Foi nesse contexto que o confucionismo, defensor da distinção entre chineses e bárbaros, ressurgiu. Diferente do confucionismo da Han, este, iniciado por Han Yu, recuperou a doutrina de Confúcio e, sobretudo, de Mêncio, culminando na filosofia dos letrados da Song. Em tese, tal doutrina contrariava os interesses dos governantes, pois valorizava o povo acima do soberano, limitando o poder imperial. Mas, a partir do reinado do imperador Taizong da Song, derrotado repetidas vezes em guerras externas, a monarquia teve de se resignar e aceitar tais ideias.

O tempo de Xu Ping era justamente aquele em que o confucionismo estava prestes a assumir o centro do palco histórico, vivaz e vigoroso, e, algumas décadas depois, desencadearia uma tempestade de ideias, só comparável ao florescimento das cem escolas. Naquele momento, ainda não era o confucionismo degenerado posterior; estava em plena ascensão intelectual.

Se as flores das cem escolas brotaram do corpo da dinastia Zhou, então seu cadáver sustentou a história chinesa por dois mil anos. No corpo da dinastia Song, por fim, não floresceram novas ideias, restando apenas a carcaça em decomposição que perdurou por quase mil anos.

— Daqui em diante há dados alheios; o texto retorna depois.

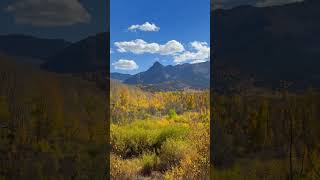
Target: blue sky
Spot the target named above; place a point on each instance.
(185, 24)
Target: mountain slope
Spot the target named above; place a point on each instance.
(88, 55)
(196, 76)
(31, 47)
(270, 45)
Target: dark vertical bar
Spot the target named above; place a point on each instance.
(107, 173)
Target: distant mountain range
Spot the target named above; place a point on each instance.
(271, 47)
(184, 76)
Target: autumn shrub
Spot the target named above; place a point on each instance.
(149, 163)
(145, 136)
(124, 169)
(172, 151)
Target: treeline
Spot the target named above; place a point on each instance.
(129, 103)
(267, 136)
(51, 126)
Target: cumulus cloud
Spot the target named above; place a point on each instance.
(227, 4)
(124, 64)
(144, 27)
(49, 12)
(201, 53)
(140, 46)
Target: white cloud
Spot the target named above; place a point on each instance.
(140, 46)
(201, 53)
(144, 27)
(124, 64)
(48, 13)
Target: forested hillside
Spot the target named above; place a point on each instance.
(51, 126)
(266, 136)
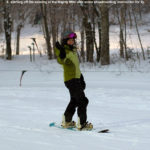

Na dinastia Zhou, os descendentes dos comerciantes foram estabelecidos no Estado de Song, continuando a linhagem de Shang. Mais de dois mil anos depois, Zhao Kuangyin, como comandante militar de Guide, vestiu o manto amarelo e fundou a dinastia Song, nomeando o Estado segundo Songzhou, completando assim um ciclo histórico. Com esse ciclo, encerrava-se a era clássica da China. Daí em diante, toda a história chinesa se desenrolou sobre o cadáver da dinastia Song; intelectualmente, nunca mais houve renovação semelhante, até a chegada da grande transformação sem precedentes em três mil anos.

Xu Ping levou mais de dois anos para compreender isso, e só então pôde, com olhar de chinês clássico, examinar a história, entendendo o papel de seu tempo. Mesmo participando dos exames, ele não seria um letrado tradicional, mas se tornaria um chinês clássico dotado do conhecimento do futuro — não um alucinado tentando transformar a China em uma civilização ocidental.

A China sempre deveria trilhar seu próprio caminho, interrompido pelas invasões dos povos nômades e, depois, arrasado pelas armas das potências estrangeiras, forçando-a a buscar uma nova vida em meio ao inferno. Esse caminho, enfim, deve ser dos chineses; não uma imitação servil. Mesmo em sua vida anterior, talvez ainda não houvesse sido encontrado. Ao chegar àquele tempo, tudo o que Xu Ping podia fazer era continuar, tentando buscar esse caminho.